Exploratory plot results suggest that increasing VDZ Caverage increased the probability of both clinical response and remission, with the ERRs appearing to plateau at high Caverage values. Estimated ERRs from the logistic regression model were positive for clinical response (P < 0.01) and remission (P < 0.01); however, the ERR slopes were less steep than the exploratory plot, suggesting the plots may not adequately characterize the effect of VDZ exposure on efficacy. Within groups defined by quartiles of baseline covariates between Caverage values of 35 to 84 mcg/mL (5th and 95th percentiles), average probability of clinical response and clinical remission increased by ∼20% and ∼15%, respectively.
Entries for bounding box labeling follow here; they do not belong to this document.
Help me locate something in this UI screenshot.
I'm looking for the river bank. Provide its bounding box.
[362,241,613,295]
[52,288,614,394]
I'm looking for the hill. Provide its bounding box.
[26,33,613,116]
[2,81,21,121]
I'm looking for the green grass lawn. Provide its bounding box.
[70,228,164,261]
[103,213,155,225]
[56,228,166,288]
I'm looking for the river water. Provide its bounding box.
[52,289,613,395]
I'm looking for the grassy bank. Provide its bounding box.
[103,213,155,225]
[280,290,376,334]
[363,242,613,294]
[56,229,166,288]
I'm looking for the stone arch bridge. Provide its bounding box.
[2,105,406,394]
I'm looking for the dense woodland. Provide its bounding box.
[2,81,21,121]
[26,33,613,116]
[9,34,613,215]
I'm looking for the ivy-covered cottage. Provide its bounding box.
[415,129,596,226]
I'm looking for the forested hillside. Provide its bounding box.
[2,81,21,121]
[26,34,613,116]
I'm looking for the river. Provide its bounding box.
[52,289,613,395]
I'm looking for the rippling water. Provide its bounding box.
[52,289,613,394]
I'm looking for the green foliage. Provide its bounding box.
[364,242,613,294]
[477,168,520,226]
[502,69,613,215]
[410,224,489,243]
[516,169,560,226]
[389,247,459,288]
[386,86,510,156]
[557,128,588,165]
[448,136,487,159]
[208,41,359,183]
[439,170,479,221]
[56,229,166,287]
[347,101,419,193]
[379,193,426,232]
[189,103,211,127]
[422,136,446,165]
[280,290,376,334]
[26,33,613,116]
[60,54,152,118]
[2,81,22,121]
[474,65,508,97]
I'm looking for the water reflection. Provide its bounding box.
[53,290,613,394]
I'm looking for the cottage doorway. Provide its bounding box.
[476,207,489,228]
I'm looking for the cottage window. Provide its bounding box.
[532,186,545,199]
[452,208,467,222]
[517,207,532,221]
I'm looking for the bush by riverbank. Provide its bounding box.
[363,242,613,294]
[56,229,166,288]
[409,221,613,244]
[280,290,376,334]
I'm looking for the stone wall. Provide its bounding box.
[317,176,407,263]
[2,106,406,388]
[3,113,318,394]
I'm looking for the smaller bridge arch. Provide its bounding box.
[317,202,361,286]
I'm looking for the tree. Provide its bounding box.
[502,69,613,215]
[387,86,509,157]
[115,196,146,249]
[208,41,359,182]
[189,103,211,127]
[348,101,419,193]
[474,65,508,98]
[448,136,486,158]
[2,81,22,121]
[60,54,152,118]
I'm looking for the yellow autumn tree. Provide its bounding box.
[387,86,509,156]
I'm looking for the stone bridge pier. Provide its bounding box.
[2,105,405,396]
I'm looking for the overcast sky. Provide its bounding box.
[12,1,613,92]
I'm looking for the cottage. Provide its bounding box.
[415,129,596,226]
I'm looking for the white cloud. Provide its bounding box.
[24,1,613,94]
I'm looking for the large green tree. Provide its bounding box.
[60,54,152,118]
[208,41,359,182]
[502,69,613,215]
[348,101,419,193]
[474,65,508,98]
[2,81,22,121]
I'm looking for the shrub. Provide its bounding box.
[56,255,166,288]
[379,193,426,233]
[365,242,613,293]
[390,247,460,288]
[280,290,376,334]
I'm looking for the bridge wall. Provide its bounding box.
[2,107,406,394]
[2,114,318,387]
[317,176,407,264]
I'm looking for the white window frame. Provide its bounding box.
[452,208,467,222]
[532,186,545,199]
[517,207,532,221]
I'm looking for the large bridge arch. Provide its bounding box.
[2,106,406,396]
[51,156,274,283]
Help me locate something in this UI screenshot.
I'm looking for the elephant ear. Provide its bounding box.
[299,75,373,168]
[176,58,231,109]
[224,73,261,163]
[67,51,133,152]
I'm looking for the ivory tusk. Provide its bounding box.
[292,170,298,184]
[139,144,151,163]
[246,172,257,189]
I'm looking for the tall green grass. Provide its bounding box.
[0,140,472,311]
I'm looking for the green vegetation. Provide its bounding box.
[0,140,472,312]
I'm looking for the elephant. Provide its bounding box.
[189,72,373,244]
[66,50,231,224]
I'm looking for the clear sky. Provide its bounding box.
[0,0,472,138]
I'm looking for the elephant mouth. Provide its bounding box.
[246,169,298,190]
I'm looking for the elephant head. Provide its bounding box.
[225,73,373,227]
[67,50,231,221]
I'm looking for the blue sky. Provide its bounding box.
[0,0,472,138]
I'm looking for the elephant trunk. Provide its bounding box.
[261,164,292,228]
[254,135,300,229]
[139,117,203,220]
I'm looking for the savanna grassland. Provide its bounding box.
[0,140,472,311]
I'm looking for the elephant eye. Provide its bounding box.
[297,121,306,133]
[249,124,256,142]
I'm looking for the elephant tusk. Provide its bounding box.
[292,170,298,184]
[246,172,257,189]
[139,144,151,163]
On average, patients with higher baseline albumin levels, lower baseline fecal calprotectin levels, and no prior anti-TNFalpha use had higher probability of clinical response whether receiving placebo or VDZ; however, the largest difference in probability of clinical response within baseline groups appears to be prior anti-TNFalpha use. No significant improvement of the interaction models over the adjusted models was observed for either end point (clinical response, P = 0.971; clinical remission, P = 0.227).

Conclusion

Exploratory ERR analysis demonstrated that increasing Caverage leads to higher probability of clinical remission and clinical response at week 6. While confounding variables can affect the VDZ ERR, it is not dependent on any covariates tested.